Yalova'da geçen dönemde Belediye Başkanlığı yapan Barbaros Binicioğlu'nun İstanbul Büyükşehir Belediyesi’nden 25 bin dolara satın alarak Yalova’ya getirttiği 'İnkılâp Vapuru', restoran veya otel olarak kullanılması için 22 yıllığına 'Atalaylar Turizm’e ihaleyle verildi. İhale ardından 'İnkılâp Vapuru'nu otel yapmayı planlayan şirket yetkilileri, vapura ek kat yaptırdı. Eski Başkan Barbaros Binicioğlu bu duruma tepki göstererek, vapurun orijinalliğinin korunması gerektiğini belirtti. Binicioğlu, yapılan kat artışı ile ilgili İçişleri Bakanlığı’na ve Yalova Valiliği’ne suç duyurusunda bulunacağını söylemesinin ardından belediye sözleşmeyi fesh etti ve kaçak katları mühürledi. Sözleşmenin fesh edilmesine itiraz eden Atalaylar Turizm de konuyu yargıya taşıdı.

Yalova 2’nci Asliye Hukuk Mahkemesi'nde görülen davanın ikinci duruşmasında Yalova Belediye Başkanı Yakup Koçal, Başkan Yardımcısı Ahmet Özsümer ve gemi projesini yapan Özer Kaymak tanık olarak dinlendi. Firmanın kira sözleşmesinin iptali nedeniyle açtığı davada Atalaylar Turizm vekilleri Avukat Ali Kemal Gülay ve Mustafa Osmanoğlu ile Yalova Belediyesi’ni temsilen avukat Ali Güler ve firma sahibi Sadrettin Atalay da duruşmada hazır bulundu.

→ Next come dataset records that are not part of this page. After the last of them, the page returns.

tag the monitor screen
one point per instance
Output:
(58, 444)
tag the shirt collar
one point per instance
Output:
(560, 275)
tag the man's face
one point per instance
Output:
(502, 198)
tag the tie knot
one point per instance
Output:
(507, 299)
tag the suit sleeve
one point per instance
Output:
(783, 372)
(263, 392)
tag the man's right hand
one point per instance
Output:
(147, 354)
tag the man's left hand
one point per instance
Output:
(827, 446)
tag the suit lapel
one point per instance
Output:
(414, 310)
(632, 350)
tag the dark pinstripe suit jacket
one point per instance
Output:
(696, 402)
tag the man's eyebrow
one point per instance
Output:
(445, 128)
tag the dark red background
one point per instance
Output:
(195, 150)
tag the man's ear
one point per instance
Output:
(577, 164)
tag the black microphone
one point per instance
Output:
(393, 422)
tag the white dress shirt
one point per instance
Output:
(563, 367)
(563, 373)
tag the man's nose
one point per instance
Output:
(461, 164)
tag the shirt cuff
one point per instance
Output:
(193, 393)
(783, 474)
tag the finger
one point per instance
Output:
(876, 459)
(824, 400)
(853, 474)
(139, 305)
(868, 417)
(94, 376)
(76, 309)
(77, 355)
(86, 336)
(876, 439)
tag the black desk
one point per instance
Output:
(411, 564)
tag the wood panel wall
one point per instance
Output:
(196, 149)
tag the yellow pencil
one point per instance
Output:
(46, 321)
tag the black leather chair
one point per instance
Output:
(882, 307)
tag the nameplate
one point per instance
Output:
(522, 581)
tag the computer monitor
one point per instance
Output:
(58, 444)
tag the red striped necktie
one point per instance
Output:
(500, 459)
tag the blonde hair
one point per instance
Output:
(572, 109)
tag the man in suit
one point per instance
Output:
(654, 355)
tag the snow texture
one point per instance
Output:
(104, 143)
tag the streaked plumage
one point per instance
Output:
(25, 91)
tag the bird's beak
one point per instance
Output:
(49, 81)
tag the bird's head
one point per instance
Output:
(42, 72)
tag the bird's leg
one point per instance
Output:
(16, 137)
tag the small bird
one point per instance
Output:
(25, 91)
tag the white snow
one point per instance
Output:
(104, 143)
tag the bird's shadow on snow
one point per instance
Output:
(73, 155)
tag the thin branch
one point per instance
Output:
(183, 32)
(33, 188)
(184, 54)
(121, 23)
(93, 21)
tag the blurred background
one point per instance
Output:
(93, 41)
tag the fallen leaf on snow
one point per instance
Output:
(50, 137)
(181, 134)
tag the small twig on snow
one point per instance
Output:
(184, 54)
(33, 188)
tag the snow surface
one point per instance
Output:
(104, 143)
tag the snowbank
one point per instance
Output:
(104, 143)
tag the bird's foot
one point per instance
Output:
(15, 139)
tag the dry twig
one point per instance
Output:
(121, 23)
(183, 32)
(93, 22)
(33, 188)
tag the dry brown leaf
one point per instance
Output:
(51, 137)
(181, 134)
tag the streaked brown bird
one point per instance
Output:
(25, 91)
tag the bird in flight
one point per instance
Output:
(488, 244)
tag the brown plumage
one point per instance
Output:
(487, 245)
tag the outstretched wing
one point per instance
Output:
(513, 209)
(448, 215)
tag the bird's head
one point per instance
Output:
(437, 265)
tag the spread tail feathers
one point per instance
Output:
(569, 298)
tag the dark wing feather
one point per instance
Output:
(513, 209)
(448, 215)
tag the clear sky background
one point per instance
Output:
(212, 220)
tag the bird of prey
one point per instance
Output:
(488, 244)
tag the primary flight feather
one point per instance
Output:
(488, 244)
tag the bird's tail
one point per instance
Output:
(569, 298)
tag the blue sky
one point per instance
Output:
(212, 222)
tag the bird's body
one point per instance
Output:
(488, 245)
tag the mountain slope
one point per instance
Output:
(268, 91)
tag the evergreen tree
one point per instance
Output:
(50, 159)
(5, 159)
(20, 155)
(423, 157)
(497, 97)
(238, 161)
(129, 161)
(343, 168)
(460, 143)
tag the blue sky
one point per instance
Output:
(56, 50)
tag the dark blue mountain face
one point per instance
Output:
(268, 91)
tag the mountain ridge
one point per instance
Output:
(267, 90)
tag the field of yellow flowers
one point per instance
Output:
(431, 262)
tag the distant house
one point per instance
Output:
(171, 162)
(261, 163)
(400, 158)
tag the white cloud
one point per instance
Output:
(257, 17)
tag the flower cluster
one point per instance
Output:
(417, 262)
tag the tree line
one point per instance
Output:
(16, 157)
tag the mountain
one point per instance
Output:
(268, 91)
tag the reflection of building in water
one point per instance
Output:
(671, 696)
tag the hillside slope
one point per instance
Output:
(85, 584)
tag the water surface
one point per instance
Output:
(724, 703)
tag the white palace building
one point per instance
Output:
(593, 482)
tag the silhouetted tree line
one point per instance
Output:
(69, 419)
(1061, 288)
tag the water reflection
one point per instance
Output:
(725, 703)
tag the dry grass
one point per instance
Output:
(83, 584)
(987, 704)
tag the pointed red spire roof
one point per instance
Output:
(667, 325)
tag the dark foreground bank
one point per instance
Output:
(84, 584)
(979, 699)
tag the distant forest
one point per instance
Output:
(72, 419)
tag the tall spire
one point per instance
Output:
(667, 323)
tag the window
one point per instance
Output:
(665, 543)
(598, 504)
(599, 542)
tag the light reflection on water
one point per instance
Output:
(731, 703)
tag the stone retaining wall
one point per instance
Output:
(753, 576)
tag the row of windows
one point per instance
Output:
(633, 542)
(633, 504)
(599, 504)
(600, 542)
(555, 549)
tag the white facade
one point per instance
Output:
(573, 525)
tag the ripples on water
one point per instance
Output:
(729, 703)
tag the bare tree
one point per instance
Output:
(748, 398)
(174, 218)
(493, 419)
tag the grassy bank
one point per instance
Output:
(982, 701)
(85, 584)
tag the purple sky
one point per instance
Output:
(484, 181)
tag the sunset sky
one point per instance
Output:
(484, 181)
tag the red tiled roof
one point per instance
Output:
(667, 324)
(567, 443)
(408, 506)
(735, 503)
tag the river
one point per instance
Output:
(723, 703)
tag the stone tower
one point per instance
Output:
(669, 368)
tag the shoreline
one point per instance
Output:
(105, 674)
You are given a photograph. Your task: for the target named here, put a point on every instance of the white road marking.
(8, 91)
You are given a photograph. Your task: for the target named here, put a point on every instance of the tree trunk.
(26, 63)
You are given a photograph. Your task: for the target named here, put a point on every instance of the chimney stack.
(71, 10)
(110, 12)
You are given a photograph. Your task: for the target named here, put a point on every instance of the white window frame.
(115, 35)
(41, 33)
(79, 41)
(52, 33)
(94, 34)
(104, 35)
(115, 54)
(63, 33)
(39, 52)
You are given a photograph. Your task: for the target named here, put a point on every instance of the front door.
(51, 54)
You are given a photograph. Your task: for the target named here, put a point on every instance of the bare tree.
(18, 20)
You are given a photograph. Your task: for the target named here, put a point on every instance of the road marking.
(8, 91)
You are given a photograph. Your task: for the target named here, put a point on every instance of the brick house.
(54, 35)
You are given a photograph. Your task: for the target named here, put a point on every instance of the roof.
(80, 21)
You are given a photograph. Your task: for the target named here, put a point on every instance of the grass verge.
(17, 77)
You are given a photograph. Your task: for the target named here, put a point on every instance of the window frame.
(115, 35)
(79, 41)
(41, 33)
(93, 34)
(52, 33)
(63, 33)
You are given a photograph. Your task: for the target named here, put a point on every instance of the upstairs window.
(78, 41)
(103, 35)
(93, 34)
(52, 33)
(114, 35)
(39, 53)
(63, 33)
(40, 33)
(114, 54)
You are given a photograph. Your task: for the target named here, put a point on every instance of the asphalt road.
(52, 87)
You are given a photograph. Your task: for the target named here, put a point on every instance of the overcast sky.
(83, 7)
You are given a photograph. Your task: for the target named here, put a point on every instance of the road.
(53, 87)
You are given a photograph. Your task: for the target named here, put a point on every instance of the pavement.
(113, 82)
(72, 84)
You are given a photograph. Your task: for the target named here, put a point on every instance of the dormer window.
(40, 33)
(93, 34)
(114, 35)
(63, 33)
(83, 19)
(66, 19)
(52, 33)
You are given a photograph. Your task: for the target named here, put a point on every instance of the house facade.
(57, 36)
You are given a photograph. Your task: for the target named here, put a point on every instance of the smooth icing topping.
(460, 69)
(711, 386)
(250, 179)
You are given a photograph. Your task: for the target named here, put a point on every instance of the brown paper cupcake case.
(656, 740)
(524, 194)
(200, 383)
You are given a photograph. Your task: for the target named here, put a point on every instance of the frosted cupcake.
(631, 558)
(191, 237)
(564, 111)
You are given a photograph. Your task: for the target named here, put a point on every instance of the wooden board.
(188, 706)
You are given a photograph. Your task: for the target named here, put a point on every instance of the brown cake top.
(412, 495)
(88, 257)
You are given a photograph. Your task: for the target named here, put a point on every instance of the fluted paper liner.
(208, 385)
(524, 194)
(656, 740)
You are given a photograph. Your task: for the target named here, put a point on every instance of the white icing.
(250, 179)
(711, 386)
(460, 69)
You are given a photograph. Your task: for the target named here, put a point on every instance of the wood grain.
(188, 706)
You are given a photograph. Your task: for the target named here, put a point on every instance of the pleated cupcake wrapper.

Başkan Koçal verdiği ifadede vapurun meclis kararıyla yap-işlet-devret modeli ile ihaleye çıkarıldığı ve ilk ihaleye katılım olmadığını belirterek, daha sonra yapılan ihaleyi kazanan firma ile sözleşme imzalandığını ve sözleşme gereği de vapurun şirkete teslim edildiğini söyledi. Yapılan işlem İnkılâp Vapuru’na sözleşmeye aykırı olarak kat çıkılmasından kaynaklandığını kaydeden Koçal, yaşanan gelişmeler nedeniyle sözleşmenin encümen tarafından feshedildiğini hatırlattı.

Davacı firmanın vekili avukat Ali Kemal Gülay’ın sorularını da yanıtlayan Koçal, Bayındırlık Bakanlığı’ndan görüş aldıklarını söyledi. Başkan Koçal, "Bakanlığa bunun yapı mı yoksa gemi mi olduğuna dair görüş sorduk. Burada gelen yazıda bize bunun bir yapı olduğu bildirildi. Biz de yapı olarak buna kaçak kat çıkıldığı için gerekeni yaptık. Bize buranın resimlerini gösterdiler biz de şifahen görüşlerimizi bildirdik. Firma yetkililerine siyasi baskı nedeniyle burayı mühürlediğimizi de söylemedik" diye konuştu.

Vapurdaki kaçak katlarla ilgili gerekli işlemlerin yapıldığını söyleyen Ahmet Özsümer ise firmanın kesinlikle kendi bilgileri dışında çalışmalarına devam ettiğini kaydetti. Özsümer, davacı şirketin resmi bir proje sunmadan da çalışmalara başladığını sözlerine ekledi.

Ardından davacı vekili Gülay, Hukuk Mahkemeleri Kanunu’nun 264’üncü maddesinde yer alan 'Hâkim, tanığın tanıklığı esnasında yalan söylediği veya menfaat temin ederek tanıklık ettiği hakkında yeterli delil veya emare elde ederse bir tutanak düzenler ve bu tutanağı derhâl Cumhuriyet Başsavcılığı'na gönderir' hükmüne göre göre tanıklar Koçal ve Özsümer hakkında işlem yapılmasını istedi.

Mahkeme, Gülay’ın talebini reddederek tarafların esas hakkında yazılı olarak başvuruda bulunması için 15 günlük süre verdi.